Église catholique nationale
Die Église catholique nationale war eine unabhängige katholische Kirche, die von 1873 bis 1907 im Schweizer Kanton Genf bestand. Sie entstand im Zuge des Kulturkampfs in der Schweiz in Reaktion auf die Papstdogmen des Ersten Vatikanischen Konzils als französischsprachige nationalkatholische Kirche. Anfangs des 20. Jahrhunderts schlossen ihre zwei Gemeinden sich der Christkatholischen Kirche an.
Vorgeschichte
Genf, ein Ursprungsort des Protestantismus, war seit dem Beginn des 19. Jahrhunderts ein konfessionell gemischter Kanton. Als die europäischen Territorien nach dem Fall Napoleons neu eingeteilt wurden, wurden die Grenzen des Kantons Genf durch die Verträge von Wien, Paris und Turin (1814–1816) unter Hinzufügung französischer und savoyardischer Gebiete ebenfalls neu bestimmt. Diese «wiedervereinigten Gemeinden» (communes réunies), die weitgehend katholischer Konfession waren, sorgten für einen Bevölkerungsanstieg von 30.000 auf 46.000 Einwohner.[1][2] Die Volkszählung von 1860 ergab, dass es im Kanton Genf 40.069 Protestanten, 42.099 Katholiken, 377 Israeliten und 331 «Sonstige» gab. Davon waren 40.926 (49,4 %) Genfer, 13.200 (15,9 %) Konföderierte und 28.750 (34,7 %) «Ausländer».[3]
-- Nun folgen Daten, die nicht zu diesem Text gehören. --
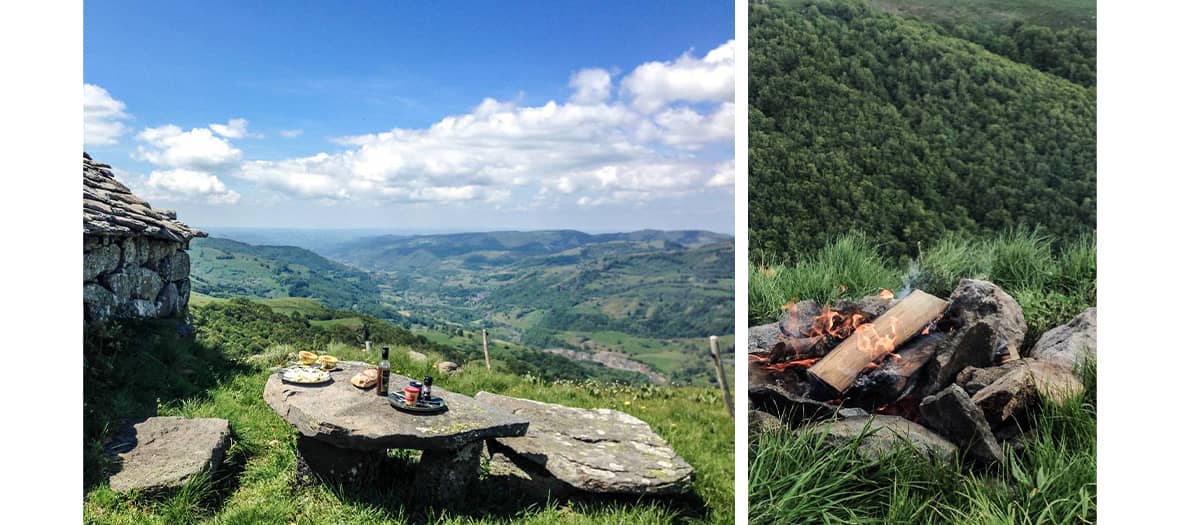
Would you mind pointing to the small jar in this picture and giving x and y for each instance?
(411, 393)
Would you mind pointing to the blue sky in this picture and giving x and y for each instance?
(411, 116)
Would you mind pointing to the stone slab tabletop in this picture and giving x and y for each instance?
(346, 417)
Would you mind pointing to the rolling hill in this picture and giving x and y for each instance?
(905, 130)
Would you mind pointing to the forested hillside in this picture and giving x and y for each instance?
(906, 130)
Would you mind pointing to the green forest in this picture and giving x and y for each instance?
(910, 129)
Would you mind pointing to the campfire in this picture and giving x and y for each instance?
(949, 365)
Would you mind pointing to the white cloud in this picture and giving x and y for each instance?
(590, 86)
(102, 116)
(196, 149)
(234, 129)
(190, 185)
(709, 79)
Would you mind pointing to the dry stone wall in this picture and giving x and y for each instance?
(133, 277)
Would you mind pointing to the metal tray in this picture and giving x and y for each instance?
(432, 406)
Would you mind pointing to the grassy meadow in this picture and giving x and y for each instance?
(794, 478)
(145, 369)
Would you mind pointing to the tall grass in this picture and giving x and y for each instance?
(799, 477)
Die alteingesessenen Genfer zeigten eine ausgesprochen antikatholische Einstellung, die auf der Ansicht beruhte, der Katholizismus sei seiner Natur nach obskurantisch, antidemokratisch und daher unvereinbar mit den Grundlagen eines demokratischen Staatswesens, das auf Meinungs- und Gewissensfreiheit beruht. Dennoch vollzog sich die konfessionelle Mischung in den ersten Jahrzehnten des 19. Jahrhunderts relativ friedlich, wenn auch Katholiken von leitenden Positionen in Staat und Gesellschaft ausgeschlossen blieben. Nach Urs Altermatt organisierten die so marginalisierten Katholiken sich nach dem Sonderbundskrieg in « une contre-société catholique », einer «katholischen Gegengesellschaft», um ihre Gebräuche, Werte und Glaubensweise zu bewahren.[4] Allerdings beteiligten sich nicht alle katholischen Menschen an dieser religiösen wie politischen Neuausrichtung. Im Klerus wie unter den Laien, besonders in der deutschsprachigen Schweiz, setzten sich Persönlichkeiten für die liberal-radikale Sache ein und forderten politische, gesellschaftliche und kirchliche Veränderungen. Victor Conzemius zufolge wurde bereits in den 1830er Jahren auf gesamtschweizer Ebene eine « vision alternative de l’Église » («alternative Vision der [katholischen] Kirche») entwickelt, die ihre Wurzeln in den Ideen der Aufklärung hatte. Diese Vision zeichnet sich durch die Anwendung der Doktrin der staatlichen Vorherrschaft über die Kirche und den Willen zur Bildung einer nationalen und demokratisch regierten katholischen Kirche aus. Sie erscheint zu Beginn des Kulturkampfes in den Kantonen Aargau, Thurgau, Solothurn, Luzern und Bern. Die Ablehnung der Unfehlbarkeit des Papstes durch den Pfarrer Paulin Gschwind eröffnete einen Konflikt zwischen Bischof Eugène Lachat und der Regierung von Solothurn. Schliesslich trennten sich einige Pfarreien von Rom, dies führte zur Gründung der christkatholischen Kirche in der deutschsprachigen Schweiz.[5]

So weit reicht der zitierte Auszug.